Many admins rely on PowerShell to handle these day-to-day operations. Instead of manually performing time-consuming steps using AD's graphical interface, PowerShell enables admins to run precise commands that can create, modify, or remove multiple users simultaneously, saving hours of work. This article will guide you through a list of common PowerShell commands to manage AD users. If you'd prefer a simpler, GUI-driven approach, you'll also discover an easier way to handle all these operations using ADManager Plus.
Here's a list of PowerShell commands to help you manage AD users. Ensure you have the AD PowerShell module installed and imported before you run these commands.
This command creates a single user account named John Smith directly in AD. Admins can customize values for username, OU, password, and more. View the detailed steps to create a new AD user.

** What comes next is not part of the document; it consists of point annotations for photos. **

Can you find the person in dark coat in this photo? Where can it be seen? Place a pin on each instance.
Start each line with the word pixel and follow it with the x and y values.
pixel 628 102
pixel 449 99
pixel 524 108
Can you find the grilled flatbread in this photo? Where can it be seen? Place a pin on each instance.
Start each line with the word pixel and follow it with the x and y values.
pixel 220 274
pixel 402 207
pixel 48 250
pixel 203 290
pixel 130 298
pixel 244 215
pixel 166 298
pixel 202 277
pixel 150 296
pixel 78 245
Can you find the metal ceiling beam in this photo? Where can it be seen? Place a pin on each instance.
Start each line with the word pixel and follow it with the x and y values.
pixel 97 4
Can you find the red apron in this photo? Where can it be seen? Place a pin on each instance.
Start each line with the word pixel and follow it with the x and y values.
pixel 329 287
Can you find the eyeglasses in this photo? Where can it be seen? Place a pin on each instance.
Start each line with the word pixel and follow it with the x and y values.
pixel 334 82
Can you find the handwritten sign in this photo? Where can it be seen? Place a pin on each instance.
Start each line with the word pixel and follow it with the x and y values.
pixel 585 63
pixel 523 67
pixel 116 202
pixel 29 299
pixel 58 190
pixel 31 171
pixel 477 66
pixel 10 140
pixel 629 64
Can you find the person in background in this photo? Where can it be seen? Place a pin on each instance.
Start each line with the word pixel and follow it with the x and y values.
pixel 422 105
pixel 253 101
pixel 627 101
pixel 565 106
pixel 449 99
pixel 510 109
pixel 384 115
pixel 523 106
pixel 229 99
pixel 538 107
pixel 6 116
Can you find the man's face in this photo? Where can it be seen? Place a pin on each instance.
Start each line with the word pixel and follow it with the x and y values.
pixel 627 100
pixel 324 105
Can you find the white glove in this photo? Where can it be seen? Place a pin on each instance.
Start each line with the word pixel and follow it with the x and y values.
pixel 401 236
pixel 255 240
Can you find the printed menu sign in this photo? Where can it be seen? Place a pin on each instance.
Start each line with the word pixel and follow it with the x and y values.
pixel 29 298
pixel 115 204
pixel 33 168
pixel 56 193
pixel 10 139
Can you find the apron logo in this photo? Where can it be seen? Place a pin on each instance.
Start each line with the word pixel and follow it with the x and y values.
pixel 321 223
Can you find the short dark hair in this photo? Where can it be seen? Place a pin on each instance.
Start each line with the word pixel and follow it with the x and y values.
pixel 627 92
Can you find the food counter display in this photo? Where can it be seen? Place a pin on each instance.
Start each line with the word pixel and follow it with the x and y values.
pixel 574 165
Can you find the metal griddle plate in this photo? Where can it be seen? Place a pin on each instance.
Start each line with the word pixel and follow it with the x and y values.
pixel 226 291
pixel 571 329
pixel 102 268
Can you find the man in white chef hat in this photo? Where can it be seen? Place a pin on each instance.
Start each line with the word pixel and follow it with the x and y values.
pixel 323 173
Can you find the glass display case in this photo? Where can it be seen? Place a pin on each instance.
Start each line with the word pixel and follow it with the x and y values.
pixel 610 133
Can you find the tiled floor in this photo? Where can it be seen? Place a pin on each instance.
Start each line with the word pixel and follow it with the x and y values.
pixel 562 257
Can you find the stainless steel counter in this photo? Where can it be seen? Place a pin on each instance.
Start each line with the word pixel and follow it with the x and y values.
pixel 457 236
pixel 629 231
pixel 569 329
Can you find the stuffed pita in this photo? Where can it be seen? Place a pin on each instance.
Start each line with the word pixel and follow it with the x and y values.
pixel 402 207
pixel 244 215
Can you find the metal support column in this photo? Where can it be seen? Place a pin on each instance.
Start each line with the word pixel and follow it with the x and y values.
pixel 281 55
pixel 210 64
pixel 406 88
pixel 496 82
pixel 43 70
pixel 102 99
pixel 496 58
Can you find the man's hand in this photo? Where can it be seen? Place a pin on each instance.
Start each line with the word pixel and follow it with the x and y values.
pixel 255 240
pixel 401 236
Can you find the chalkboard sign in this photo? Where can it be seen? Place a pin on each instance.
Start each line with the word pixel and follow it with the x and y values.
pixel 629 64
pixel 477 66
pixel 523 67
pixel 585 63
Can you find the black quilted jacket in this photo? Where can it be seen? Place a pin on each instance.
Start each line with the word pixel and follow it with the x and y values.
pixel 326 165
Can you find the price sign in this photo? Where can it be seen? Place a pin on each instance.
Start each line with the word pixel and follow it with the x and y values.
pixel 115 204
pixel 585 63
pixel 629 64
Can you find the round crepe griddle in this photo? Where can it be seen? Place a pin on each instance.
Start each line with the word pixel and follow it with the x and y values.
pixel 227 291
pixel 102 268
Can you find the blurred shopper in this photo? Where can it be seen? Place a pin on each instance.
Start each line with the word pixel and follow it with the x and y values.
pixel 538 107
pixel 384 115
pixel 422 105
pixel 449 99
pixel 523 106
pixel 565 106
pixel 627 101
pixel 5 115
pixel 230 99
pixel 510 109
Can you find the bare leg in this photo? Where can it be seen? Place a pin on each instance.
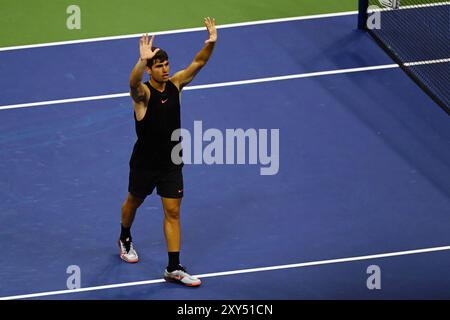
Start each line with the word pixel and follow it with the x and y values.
pixel 129 208
pixel 172 230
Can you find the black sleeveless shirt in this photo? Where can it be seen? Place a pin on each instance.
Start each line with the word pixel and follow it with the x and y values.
pixel 153 147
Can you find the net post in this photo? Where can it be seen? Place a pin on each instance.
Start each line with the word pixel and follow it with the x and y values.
pixel 362 14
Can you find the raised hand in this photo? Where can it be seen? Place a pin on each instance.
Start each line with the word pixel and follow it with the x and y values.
pixel 145 47
pixel 211 26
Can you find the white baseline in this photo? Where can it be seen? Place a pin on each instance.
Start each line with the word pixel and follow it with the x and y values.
pixel 227 273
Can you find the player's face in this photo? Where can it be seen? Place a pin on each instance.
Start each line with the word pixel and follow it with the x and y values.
pixel 160 71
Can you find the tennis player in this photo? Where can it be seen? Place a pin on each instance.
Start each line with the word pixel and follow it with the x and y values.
pixel 156 106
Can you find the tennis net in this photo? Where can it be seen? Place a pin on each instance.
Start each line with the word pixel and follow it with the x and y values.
pixel 416 34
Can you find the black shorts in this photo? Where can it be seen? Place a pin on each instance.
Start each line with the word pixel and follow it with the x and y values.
pixel 168 183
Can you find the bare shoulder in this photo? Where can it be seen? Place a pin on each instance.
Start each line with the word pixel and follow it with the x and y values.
pixel 176 79
pixel 141 97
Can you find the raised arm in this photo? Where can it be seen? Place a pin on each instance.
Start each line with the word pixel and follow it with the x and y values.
pixel 138 91
pixel 185 76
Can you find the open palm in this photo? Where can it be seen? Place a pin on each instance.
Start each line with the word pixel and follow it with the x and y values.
pixel 145 47
pixel 211 26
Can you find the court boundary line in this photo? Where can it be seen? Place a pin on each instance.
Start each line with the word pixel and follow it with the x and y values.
pixel 230 83
pixel 177 31
pixel 234 272
pixel 206 86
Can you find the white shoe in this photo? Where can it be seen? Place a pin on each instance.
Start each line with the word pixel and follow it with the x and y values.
pixel 182 277
pixel 127 251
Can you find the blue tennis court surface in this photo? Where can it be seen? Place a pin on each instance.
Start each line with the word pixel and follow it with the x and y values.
pixel 364 169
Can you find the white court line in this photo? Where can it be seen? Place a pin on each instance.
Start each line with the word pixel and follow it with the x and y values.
pixel 227 273
pixel 230 83
pixel 224 26
pixel 205 86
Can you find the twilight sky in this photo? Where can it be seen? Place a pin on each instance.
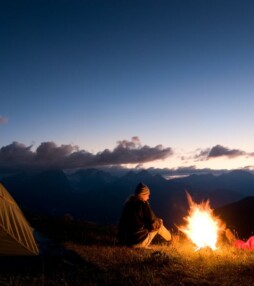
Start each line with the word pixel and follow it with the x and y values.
pixel 162 84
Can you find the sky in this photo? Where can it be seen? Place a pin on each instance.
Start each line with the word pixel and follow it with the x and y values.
pixel 136 84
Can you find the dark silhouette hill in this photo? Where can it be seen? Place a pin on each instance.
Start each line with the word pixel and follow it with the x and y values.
pixel 95 195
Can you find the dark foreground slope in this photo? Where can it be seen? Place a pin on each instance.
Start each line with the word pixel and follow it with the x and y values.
pixel 90 256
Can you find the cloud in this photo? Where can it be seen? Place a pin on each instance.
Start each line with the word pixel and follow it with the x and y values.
pixel 49 155
pixel 3 120
pixel 220 151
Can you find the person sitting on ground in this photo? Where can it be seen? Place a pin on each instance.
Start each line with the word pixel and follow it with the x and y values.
pixel 138 224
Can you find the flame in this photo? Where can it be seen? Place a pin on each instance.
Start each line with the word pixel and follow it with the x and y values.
pixel 202 227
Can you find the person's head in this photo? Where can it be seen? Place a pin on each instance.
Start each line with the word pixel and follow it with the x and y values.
pixel 142 192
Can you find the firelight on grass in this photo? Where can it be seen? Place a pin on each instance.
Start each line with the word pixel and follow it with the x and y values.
pixel 203 227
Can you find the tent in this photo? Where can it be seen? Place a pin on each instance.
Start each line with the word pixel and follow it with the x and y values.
pixel 16 235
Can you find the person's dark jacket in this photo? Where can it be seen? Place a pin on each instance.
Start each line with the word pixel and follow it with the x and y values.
pixel 136 222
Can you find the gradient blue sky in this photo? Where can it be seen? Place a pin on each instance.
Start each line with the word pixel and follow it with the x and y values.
pixel 93 73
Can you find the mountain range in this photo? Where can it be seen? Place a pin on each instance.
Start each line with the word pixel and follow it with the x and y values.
pixel 98 196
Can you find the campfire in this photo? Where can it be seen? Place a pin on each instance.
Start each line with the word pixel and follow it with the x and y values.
pixel 202 226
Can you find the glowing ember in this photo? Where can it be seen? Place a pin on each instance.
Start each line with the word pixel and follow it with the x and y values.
pixel 202 226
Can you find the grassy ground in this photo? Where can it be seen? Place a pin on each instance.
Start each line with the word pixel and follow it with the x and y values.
pixel 94 258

New-ADUser -Name "John Smith" `
-SamAccountName "jsmith" `
-GivenName "John" `
-Surname "Smith" `
-DisplayName "John Smith" `
-UserPrincipalName "jsmith@fabrikam.com" `
-Path "OU=Finance,OU=UserAccounts,DC=FABRIKAM,DC=COM" `
-AccountPassword (ConvertTo-SecureString "P@ssW0rd!" -AsPlainText -Force) `
-ChangePasswordAtLogon $true `
-Enabled $true
Use this command to create new AD user accounts from a CSV file. It allows you to set key attributes such as name, password, and organizational unit (OU), allowing precise and scalable onboarding without manual input. View the detailed steps to create AD users in bulk.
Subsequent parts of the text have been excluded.